Nach dem Frühstück möchte ich Herr Bertschinger wieder zurück ins Zimmer begleiten, ich habe seine Kompressionsstrümpfe vergessen. Er wird wütend, so könne man in dieser Bank nicht arbeiten. Ich solle ihn bitte zum Ausgang begleiten. So viel habe er für diese Bank gemacht und das sei der Dank dafür. Mit seinem Rollator voraus sucht Herr Bertschinger den Ausgang. (Die Krankenschwester rennt auf der Bühne umher, sucht den Ausgang, wird zunehmend besorgt und verzweifelt. Sie kriecht auf allen Vieren um die Toten, hebt das schwarze Tuch auf und legt sich bis zum Hals darunter. Sucht unter dem Tuch weiter.) Und er sucht und sucht und sucht. Ich will Ihnen doch nur helfen, Herr Bertschinger, unsere Haltung ist schliesslich Personen-zentriert! (Macht eine Pause, atmet schnell, schaut ins Publikum)
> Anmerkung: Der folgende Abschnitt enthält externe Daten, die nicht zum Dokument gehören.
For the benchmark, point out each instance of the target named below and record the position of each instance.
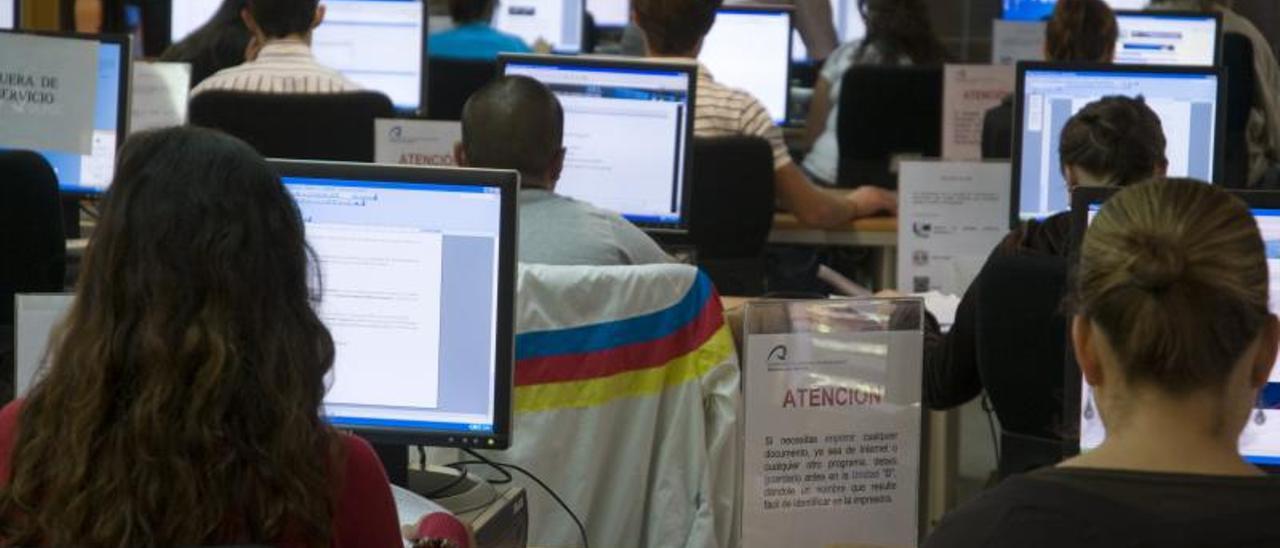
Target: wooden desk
(878, 233)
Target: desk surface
(878, 224)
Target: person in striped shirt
(279, 58)
(675, 28)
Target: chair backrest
(626, 405)
(1020, 348)
(309, 127)
(451, 82)
(32, 247)
(1240, 82)
(732, 199)
(887, 112)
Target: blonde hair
(1175, 277)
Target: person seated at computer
(1079, 31)
(517, 123)
(1173, 332)
(1264, 128)
(1115, 142)
(181, 401)
(899, 32)
(675, 28)
(218, 44)
(279, 58)
(472, 37)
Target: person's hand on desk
(869, 201)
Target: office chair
(732, 210)
(32, 249)
(307, 127)
(1240, 82)
(886, 112)
(449, 82)
(1020, 348)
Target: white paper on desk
(159, 95)
(968, 92)
(1016, 41)
(48, 92)
(951, 214)
(941, 306)
(415, 142)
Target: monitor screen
(1187, 101)
(558, 23)
(91, 174)
(9, 13)
(378, 44)
(416, 270)
(609, 13)
(1168, 39)
(1042, 9)
(1260, 442)
(627, 124)
(849, 27)
(187, 16)
(748, 49)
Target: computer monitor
(609, 13)
(627, 128)
(748, 49)
(9, 13)
(1188, 101)
(417, 283)
(187, 16)
(378, 44)
(1260, 442)
(849, 24)
(1185, 39)
(1042, 9)
(91, 174)
(556, 22)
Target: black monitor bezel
(1082, 199)
(791, 22)
(126, 99)
(1020, 112)
(1180, 14)
(508, 185)
(686, 199)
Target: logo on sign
(778, 354)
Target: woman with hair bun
(1173, 332)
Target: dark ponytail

Herr Bertschinger? Wo sind Sie denn? Warte mal, Herr Bertschinger ist noch in der Bank? Und ich bin hier? Bin ich hier, hier – wie hier in meinem Kopf oder arbeite ich tatsächlich noch hier? Wo ist dieser verdammte Ausgang? Und was ist das, trage ich etwa eine Einlage? (Steht auf und kontrolliert ihre Einlage) Nein, nein, nein. Wo ist der Ausgang? (geht in die Hocke, verschränkt sich die Arme über den Kopf) Wenn ich den Ausgang finde, dann weiss ich, ich kann jederzeit gehen. Meine Chefin wird’s verstehen, ich hole mir dann ein Arztzeugnis.  Ich bin so müde, ich denke, ich bin krank. Ich schwitze so sehr, dass ich das Gefühl habe, ich verdunste gleich. Meine Einlage ist nass! Kann mir da jemand helfen? Hallo? Ich habe nicht so viel Zeit, ich denke ich muss weiter! (legt sich zu den Toten, deckt sich zu und schliesst die Augen, spricht wie für sich, immer leiser) Erhöhte psychische Belastung, erhöhte physische Belastung, leicht erschwerende Umgebungseinflüsse, unregelmässige und beschränkt planbare Arbeitszeit. Alles ist gut, Herr, Frau Soundso, wir wollen Ihnen nur helfen, sie sind nass.